Ce fonds est ainsi une mosaïque de disciplines, dont les mathématiques constituent le socle.

Quelle est la volumétrie du fonds ?

En 2023, le fonds comporte 13 421 volumes : 37 % sont consacrés aux sciences du vivant dont 13 % pour la zoologie, 18% aux mathématiques. L’astronomie et la chimie représentent la plus petite part de la collection, avec respectivement 5 et 6 % du fonds.

Quels sont les grands axes de la politique documentaire ?

La Bpi est une bibliothèque nationale de lecture publique et d’actualité. Notre charte documentaire correspond aux missions de l’établissement : encyclopédisme, actualité et référence, information et formation tout au long de la vie, multimédia. Nous proposons donc à la fois des ouvrages de référence, qui constituent le socle de chaque discipline, et des ouvrages d’actualité, qui rendent compte des révolutions scientifiques, des avancées technologiques ainsi que des mutations profondes de la société.

Quels types d’ouvrages constituent le fonds ?

En tant que bibliothèque publique au service de tous, nos collections s’adressent à des publics variés, du grand public au 1er niveau de cycle universitaire.

Le fonds comporte :

  • des textes fondateurs avec les écrits des principaux scientifiques. Ces textes sources intéressent notamment les spécialistes ou les chercheurs ;
  • des ouvrages sur les théories scientifiques et des biographies de mathématiciens ;
  • des ouvrages de vulgarisation, des manuels, des livres de cours, des essais ;
  • des revues spécialisées ;
  • des bases de données en ligne (NUMDAM, BibNum, EM-Premium, etc.)

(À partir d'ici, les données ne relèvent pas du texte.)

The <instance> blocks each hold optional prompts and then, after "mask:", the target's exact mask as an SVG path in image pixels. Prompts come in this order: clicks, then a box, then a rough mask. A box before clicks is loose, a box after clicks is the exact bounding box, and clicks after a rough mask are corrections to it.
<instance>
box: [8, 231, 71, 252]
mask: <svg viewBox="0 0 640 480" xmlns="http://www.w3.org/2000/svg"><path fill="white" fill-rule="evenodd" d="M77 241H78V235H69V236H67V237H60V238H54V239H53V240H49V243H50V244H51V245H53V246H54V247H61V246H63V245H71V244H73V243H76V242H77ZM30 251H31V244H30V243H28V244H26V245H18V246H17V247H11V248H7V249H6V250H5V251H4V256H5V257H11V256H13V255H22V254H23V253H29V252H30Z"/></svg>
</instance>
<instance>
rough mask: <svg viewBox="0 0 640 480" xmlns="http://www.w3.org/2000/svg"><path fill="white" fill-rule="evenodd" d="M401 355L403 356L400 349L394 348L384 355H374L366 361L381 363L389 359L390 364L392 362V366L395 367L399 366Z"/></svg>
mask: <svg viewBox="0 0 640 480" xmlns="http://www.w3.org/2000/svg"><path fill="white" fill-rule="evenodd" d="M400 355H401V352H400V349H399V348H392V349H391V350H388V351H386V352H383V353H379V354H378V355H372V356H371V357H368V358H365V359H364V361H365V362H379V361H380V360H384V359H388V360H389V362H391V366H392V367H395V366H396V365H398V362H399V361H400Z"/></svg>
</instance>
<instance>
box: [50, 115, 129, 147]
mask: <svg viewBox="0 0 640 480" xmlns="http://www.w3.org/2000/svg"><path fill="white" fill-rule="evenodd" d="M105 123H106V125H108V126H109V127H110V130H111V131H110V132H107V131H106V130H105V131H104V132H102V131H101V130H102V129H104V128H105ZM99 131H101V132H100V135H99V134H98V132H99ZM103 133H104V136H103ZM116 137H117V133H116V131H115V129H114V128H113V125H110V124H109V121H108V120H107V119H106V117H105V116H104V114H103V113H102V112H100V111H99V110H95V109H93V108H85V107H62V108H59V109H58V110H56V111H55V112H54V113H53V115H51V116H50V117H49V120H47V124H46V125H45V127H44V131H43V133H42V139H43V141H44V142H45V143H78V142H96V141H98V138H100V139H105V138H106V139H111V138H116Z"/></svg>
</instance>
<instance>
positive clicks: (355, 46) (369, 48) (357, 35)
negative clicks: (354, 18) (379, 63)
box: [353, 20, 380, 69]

Nous proposons une documentation large qui rend compte des progrès scientifiques actuels, des courants de pensée qui animent la société, ainsi que de l’histoire de chaque discipline.

La documentation graphique et photographique tient également une place non négligeable, et intéresse aussi bien des scientifiques que des artistes.

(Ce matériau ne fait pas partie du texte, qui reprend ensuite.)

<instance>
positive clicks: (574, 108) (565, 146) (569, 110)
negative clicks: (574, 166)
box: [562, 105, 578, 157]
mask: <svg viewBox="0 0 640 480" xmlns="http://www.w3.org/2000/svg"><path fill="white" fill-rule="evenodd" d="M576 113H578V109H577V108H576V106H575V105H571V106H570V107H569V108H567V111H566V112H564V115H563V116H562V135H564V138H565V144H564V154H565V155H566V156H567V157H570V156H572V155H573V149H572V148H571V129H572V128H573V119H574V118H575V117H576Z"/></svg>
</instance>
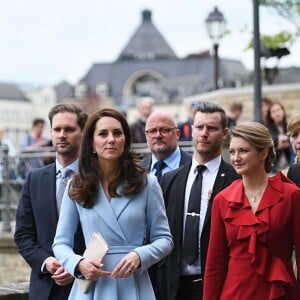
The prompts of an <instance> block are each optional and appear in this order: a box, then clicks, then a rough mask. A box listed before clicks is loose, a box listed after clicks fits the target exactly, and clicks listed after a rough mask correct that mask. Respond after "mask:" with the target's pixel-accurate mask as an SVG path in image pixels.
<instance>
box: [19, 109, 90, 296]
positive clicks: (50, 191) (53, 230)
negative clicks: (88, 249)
mask: <svg viewBox="0 0 300 300" xmlns="http://www.w3.org/2000/svg"><path fill="white" fill-rule="evenodd" d="M48 117H49V120H50V125H51V138H52V143H53V146H54V147H55V149H56V160H55V163H52V164H49V165H47V166H45V167H42V168H38V169H35V170H31V171H29V173H28V174H27V176H26V179H25V183H24V186H23V189H22V192H21V195H20V200H19V205H18V209H17V215H16V230H15V235H14V238H15V242H16V244H17V247H18V249H19V252H20V253H21V255H22V256H23V257H24V259H25V260H26V262H27V263H28V264H29V265H30V267H31V276H30V284H29V300H31V299H39V300H51V299H55V300H65V299H68V295H69V292H70V289H71V286H72V282H73V277H72V276H71V275H70V274H69V273H67V272H66V271H65V270H64V268H63V267H62V265H61V263H60V262H59V261H58V260H57V259H56V258H55V257H54V255H53V252H52V243H53V239H54V236H55V232H56V225H57V221H58V216H59V210H60V204H61V198H62V194H63V192H64V188H65V181H66V180H67V178H68V177H70V176H71V174H72V173H74V172H77V171H78V154H79V147H80V143H81V136H82V130H83V128H84V125H85V122H86V119H87V115H86V114H85V113H83V112H82V111H81V109H80V108H78V107H77V106H75V105H73V104H58V105H56V106H54V107H53V108H52V109H51V110H50V112H49V114H48ZM65 173H66V175H65V176H64V174H65ZM74 241H75V245H74V250H75V251H76V252H77V253H79V254H82V253H83V251H84V248H85V243H84V240H83V236H82V232H81V228H78V231H77V233H76V235H75V236H74Z"/></svg>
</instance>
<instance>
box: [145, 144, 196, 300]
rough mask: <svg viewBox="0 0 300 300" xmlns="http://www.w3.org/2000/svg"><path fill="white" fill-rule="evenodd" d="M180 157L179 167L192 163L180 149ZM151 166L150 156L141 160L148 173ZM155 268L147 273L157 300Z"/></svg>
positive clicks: (149, 170)
mask: <svg viewBox="0 0 300 300" xmlns="http://www.w3.org/2000/svg"><path fill="white" fill-rule="evenodd" d="M180 155H181V158H180V162H179V167H181V166H183V165H185V164H187V163H189V162H191V161H192V156H191V155H190V154H188V153H187V152H184V151H183V150H181V149H180ZM151 164H152V156H151V155H149V156H146V157H145V158H144V160H143V166H144V167H145V168H146V170H147V171H148V172H150V168H151ZM170 172H171V171H170ZM157 266H158V265H157V264H155V265H154V266H152V267H151V268H149V269H148V272H149V276H150V279H151V283H152V286H153V289H154V292H155V296H156V297H157V299H159V296H158V293H159V292H158V287H157V286H158V283H157V275H156V272H157Z"/></svg>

La bibliothèque acquiert majoritairement des documents en langue française, mais possède également certains ouvrages et revues scientifiques en anglais, qui est la langue par excellence de la recherche.

Rayon des livres sur l'éthologie à la Bpi
© Bpi

Quels sont les documents les plus consultés ?

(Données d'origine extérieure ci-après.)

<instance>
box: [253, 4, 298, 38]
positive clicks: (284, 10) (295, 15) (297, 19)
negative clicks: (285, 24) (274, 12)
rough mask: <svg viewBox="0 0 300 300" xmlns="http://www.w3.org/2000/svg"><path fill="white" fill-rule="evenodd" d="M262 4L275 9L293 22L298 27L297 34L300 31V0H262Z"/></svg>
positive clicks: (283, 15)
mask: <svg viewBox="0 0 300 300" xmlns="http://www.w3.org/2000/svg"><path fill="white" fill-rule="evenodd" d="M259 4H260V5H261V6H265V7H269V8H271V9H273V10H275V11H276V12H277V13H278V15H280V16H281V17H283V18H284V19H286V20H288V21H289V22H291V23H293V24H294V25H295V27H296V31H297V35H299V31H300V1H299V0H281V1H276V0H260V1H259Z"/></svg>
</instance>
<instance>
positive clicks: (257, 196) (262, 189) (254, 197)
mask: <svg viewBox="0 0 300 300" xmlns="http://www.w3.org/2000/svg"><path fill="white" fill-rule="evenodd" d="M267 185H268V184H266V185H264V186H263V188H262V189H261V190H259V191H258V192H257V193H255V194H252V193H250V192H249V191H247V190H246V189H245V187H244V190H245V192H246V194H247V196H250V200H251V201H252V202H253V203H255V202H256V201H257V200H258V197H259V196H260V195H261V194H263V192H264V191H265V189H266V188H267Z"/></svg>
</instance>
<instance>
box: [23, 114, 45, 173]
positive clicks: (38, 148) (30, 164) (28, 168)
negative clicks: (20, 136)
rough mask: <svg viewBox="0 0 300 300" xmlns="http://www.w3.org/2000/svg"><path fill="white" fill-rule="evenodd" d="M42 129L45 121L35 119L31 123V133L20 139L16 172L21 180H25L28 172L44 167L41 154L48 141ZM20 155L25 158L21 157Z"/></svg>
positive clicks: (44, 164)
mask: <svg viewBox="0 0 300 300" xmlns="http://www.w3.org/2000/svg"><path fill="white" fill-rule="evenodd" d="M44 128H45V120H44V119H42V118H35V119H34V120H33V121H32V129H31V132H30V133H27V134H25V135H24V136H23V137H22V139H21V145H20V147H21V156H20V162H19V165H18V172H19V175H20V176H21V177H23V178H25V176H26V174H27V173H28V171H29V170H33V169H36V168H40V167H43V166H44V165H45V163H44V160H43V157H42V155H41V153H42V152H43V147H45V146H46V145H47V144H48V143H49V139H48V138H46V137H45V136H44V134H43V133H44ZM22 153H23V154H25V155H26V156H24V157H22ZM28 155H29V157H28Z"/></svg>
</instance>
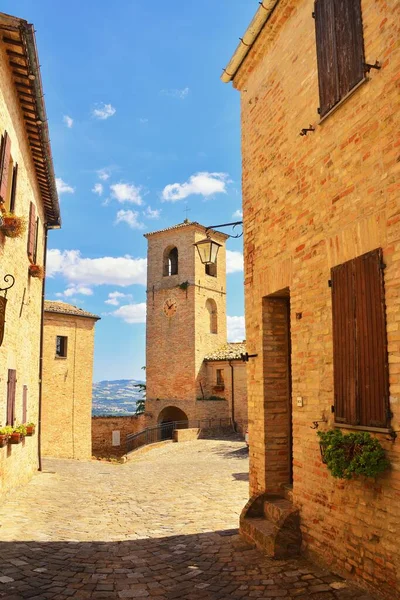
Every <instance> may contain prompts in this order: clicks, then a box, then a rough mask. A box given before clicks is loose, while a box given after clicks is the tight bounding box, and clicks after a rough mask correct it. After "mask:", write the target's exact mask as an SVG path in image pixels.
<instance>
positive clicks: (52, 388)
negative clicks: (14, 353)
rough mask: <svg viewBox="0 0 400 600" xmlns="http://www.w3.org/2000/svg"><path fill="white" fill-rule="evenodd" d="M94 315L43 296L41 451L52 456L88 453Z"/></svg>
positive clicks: (90, 451)
mask: <svg viewBox="0 0 400 600" xmlns="http://www.w3.org/2000/svg"><path fill="white" fill-rule="evenodd" d="M99 319H100V317H98V316H97V315H94V314H92V313H89V312H86V311H85V310H82V309H81V308H78V307H76V306H73V305H71V304H66V303H65V302H58V301H49V300H46V301H45V306H44V328H43V401H42V452H43V455H44V456H51V457H54V458H76V459H90V458H91V456H92V380H93V352H94V333H95V324H96V321H98V320H99Z"/></svg>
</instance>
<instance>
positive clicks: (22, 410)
mask: <svg viewBox="0 0 400 600" xmlns="http://www.w3.org/2000/svg"><path fill="white" fill-rule="evenodd" d="M27 408H28V386H27V385H24V387H23V388H22V422H23V423H26V421H27V416H26V415H27Z"/></svg>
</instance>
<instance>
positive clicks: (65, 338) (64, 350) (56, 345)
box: [56, 335, 68, 358]
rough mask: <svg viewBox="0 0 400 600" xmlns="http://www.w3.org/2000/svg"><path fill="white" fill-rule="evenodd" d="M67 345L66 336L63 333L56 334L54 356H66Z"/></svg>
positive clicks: (66, 338)
mask: <svg viewBox="0 0 400 600" xmlns="http://www.w3.org/2000/svg"><path fill="white" fill-rule="evenodd" d="M67 345H68V338H67V337H66V336H64V335H58V336H57V337H56V356H58V357H59V358H66V356H67Z"/></svg>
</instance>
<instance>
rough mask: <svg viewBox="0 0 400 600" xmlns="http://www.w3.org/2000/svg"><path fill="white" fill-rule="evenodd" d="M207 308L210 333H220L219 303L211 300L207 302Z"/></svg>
mask: <svg viewBox="0 0 400 600" xmlns="http://www.w3.org/2000/svg"><path fill="white" fill-rule="evenodd" d="M206 308H207V310H208V314H209V318H210V320H209V327H210V333H218V312H217V303H216V302H215V300H212V299H211V298H209V299H208V300H207V302H206Z"/></svg>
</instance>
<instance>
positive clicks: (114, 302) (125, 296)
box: [104, 292, 132, 306]
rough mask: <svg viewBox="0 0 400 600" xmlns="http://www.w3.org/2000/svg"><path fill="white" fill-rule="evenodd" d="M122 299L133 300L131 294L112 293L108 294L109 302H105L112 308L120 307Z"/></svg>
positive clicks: (110, 292) (117, 292) (105, 301)
mask: <svg viewBox="0 0 400 600" xmlns="http://www.w3.org/2000/svg"><path fill="white" fill-rule="evenodd" d="M122 298H132V296H131V294H123V293H122V292H110V293H109V294H108V300H104V302H105V303H106V304H111V305H112V306H119V304H120V302H121V300H122Z"/></svg>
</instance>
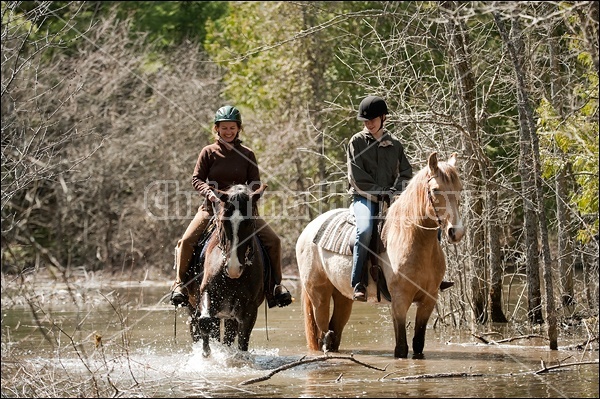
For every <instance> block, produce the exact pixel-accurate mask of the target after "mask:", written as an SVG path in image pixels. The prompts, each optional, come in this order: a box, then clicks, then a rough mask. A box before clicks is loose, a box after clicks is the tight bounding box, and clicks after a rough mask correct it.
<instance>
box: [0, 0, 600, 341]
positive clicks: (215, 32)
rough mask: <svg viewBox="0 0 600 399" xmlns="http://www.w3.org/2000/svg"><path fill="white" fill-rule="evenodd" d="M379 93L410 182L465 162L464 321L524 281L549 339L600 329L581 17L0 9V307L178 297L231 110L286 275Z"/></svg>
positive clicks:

Depuis 2022, le Relevé Quotidien des Consultations (RQC) nous permet de bénéficier de données assez complètes sur la consultation des collections à la Bpi.

Les sciences font partie des domaines les plus consultés, après l’art et le droit.

Parmi les ouvrages les plus consultés, on trouve les manuels de mathématiques et de physique, très demandés par les élèves de lycée ou de classe préparatoire. Il s’agit d’un public à la recherche d’exercices variés, d’annales ou de cours complémentaires. Les manuels en science du vivant, en chimie organique ou en biochimie sont également très consultés par les élèves en classe préparatoire ou en médecine.
Les livres d’astronomie ont aussi leur public.

Quels sont les critères de désherbage ?

À la Bpi, nous avons une règle : un livre acheté = un livre désherbé. C’est mathématique ! Cette contrainte permet de maintenir une collection à volume constant en libre accès. Cette règle s’ajuste évidemment en fonction des disciplines, des publications et de l’actualité scientifique.

Nous nous appuyons sur les critères suivants :

Critères physiques

  • état matériel de l’ouvrage ;
  • mise en page ou présentation des résultats inadéquates ;
  • qualité des reproductions et des photographies.

Critères de contenu

  • contenu obsolète ou périmé, qui sera remplacé dans la mesure du possible par une nouvelle édition ;
  • contenu trop pointu ou spécialisé ;
  • vulgarisation de mauvaise qualité ;
  • ouvrages redondants ou doublons ;
  • ouvrages en langues étrangères ;
  • date de publication au regard de l’évolution de la discipline (exemple : nouvelle classification de la phylogénétique).

On pourrait comparer le fonds sciences à un organisme vivant : il oscille en fonction des courants, des tendances, des parutions. Il garde stable sa colonne vertébrale, mais certaines parties de son corps sont amenées à grossir ou à maigrir.

Pourquoi avoir fait appel à des enseignants-chercheurs pour vous aider dans la gestion du fonds, en particulier le désherbage ?

Faire appel à des spécialistes a été une évidence. Cela nous a semblé nécessaire, afin de pouvoir analyser et juger correctement du contenu d’ouvrages issus de disciplines parfois très pointues.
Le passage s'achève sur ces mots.